Analysis vs information theory

Here's a problem that could be solved using either analysis or information theory, which approach do you think is easier?

Suppose X_1,X_2,... is an infinite sequence of IID random variables. Let E be an event that's shift invariant, ie, if you take the set of all sequences of Xi's that comprise the event, and shift each sequence, you'll have the same set. For instance "Xi's form a periodic sequence" is a shift-invariant event. Show that P(E) is either 0 or 1.

Tuesday, August 07, 2007

proof techniques

Many people have seen a copy of this tongue-in-cheek email on proof techniques that's been circulating since the 80's. It' funny because it's true, and here is a couple examples from machine learning literature

  • Proof by reference to inaccessible literature, The author cites a simple corollary of a theorem to be found in a privately circulated memoir of the Slovenian Philological Society, 1883.

    Consider all the papers citing Vapnik's Theory of Pattern Recognition published by Nauka in 1974. That book is in Russian, and is quite hard to find. For instance it's not indexed in Summit, which includes US West Coast university libraries like Berkeley and University of Washington

  • Proof by forward reference: Reference is usually to a forthcoming paper of the author, which is often not as forthcoming as at first.

    I came across a couple of these, which I won't mention because it's a bit embarrassing to the authors

  • Proof by cumbersome notation: Best done with access to at least four alphabets and special symbols.

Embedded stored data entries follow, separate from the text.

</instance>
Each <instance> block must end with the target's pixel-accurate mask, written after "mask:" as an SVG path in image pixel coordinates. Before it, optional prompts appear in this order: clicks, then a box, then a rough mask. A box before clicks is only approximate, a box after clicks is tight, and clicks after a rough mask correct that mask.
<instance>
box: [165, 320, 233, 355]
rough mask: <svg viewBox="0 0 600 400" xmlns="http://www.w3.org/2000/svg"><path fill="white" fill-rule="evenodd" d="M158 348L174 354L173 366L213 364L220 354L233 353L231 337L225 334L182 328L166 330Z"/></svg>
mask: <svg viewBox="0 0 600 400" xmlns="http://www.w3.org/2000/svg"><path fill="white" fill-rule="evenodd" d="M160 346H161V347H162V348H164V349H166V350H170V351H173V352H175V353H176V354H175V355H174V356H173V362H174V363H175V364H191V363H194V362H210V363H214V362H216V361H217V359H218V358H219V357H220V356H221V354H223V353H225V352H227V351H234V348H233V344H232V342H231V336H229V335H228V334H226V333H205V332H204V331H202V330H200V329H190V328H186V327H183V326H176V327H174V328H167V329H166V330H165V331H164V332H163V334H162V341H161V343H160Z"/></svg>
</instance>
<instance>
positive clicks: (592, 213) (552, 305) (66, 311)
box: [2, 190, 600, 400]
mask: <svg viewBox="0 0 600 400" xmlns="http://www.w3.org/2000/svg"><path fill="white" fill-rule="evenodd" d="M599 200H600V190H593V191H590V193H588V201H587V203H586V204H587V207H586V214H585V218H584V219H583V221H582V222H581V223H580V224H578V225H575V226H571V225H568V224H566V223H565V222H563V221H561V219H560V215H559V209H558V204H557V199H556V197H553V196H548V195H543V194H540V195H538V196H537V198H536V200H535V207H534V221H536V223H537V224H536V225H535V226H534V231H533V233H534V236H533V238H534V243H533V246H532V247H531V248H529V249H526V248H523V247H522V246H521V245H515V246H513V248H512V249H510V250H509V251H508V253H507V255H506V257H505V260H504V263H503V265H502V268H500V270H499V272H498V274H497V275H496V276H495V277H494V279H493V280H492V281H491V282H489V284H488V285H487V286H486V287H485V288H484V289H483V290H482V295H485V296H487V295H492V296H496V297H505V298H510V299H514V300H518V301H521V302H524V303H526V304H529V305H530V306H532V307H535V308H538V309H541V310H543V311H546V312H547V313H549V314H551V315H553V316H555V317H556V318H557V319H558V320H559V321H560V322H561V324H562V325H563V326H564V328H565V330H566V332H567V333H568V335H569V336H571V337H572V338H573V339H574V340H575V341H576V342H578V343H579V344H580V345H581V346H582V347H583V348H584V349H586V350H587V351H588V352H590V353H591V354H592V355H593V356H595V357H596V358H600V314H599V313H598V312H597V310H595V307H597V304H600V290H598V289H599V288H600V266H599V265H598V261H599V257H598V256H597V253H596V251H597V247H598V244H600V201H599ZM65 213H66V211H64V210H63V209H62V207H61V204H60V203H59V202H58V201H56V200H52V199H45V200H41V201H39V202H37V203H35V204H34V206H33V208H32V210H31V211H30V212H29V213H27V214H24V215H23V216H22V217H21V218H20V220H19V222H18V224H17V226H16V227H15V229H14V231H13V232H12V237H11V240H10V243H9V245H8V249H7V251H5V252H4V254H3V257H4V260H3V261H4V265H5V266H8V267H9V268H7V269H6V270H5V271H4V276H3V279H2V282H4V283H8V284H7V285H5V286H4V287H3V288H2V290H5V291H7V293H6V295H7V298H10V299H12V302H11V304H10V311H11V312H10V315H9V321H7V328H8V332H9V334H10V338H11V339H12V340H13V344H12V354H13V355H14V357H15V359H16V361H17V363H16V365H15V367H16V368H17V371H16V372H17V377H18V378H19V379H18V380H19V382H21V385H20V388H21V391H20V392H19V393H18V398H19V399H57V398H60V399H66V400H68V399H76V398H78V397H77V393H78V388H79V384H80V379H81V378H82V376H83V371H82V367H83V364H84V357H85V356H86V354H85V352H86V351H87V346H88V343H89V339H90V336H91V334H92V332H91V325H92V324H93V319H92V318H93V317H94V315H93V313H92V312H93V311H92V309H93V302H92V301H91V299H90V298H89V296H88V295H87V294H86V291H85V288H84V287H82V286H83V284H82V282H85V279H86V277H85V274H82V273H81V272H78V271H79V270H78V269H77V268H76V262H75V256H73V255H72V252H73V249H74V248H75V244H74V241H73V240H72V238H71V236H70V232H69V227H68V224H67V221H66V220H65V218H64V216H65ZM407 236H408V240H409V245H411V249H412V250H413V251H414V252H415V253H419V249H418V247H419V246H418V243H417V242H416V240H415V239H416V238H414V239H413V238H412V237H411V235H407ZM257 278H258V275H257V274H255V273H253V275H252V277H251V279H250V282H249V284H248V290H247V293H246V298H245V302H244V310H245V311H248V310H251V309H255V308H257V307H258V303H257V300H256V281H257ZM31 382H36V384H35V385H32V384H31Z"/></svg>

    Of course this is more a matter of habit, but I found this this paper hard to read because of the notation. It uses bold, italic, and caligraphic and fractur alphabets. And if 4 alphabets isn't enough, consult this page to see 9 different alphabets you can use

Wednesday, August 01, 2007

L1 regularization papers this year

Looking at the papers from this summer's machine learning conferences
(AAAI, UAI, IJCAI, ICML,COLT) it seems like there have been a lot of papers on L1 regularization this year. There are at least 3 papers on L1 regularization for structure learning by Koller, Wainwright, Murphy, several papers on minimizing l1 regularized log likelihood by Keerthi, Boyd, Gallen Andrew. A couple of groups are working on "Bayesian Logistic Regression" turns out to be "l1 regularized logistic regression" on closer look (surely Thomas Minka wouldn't approve of such term usage). This year's COLT has one.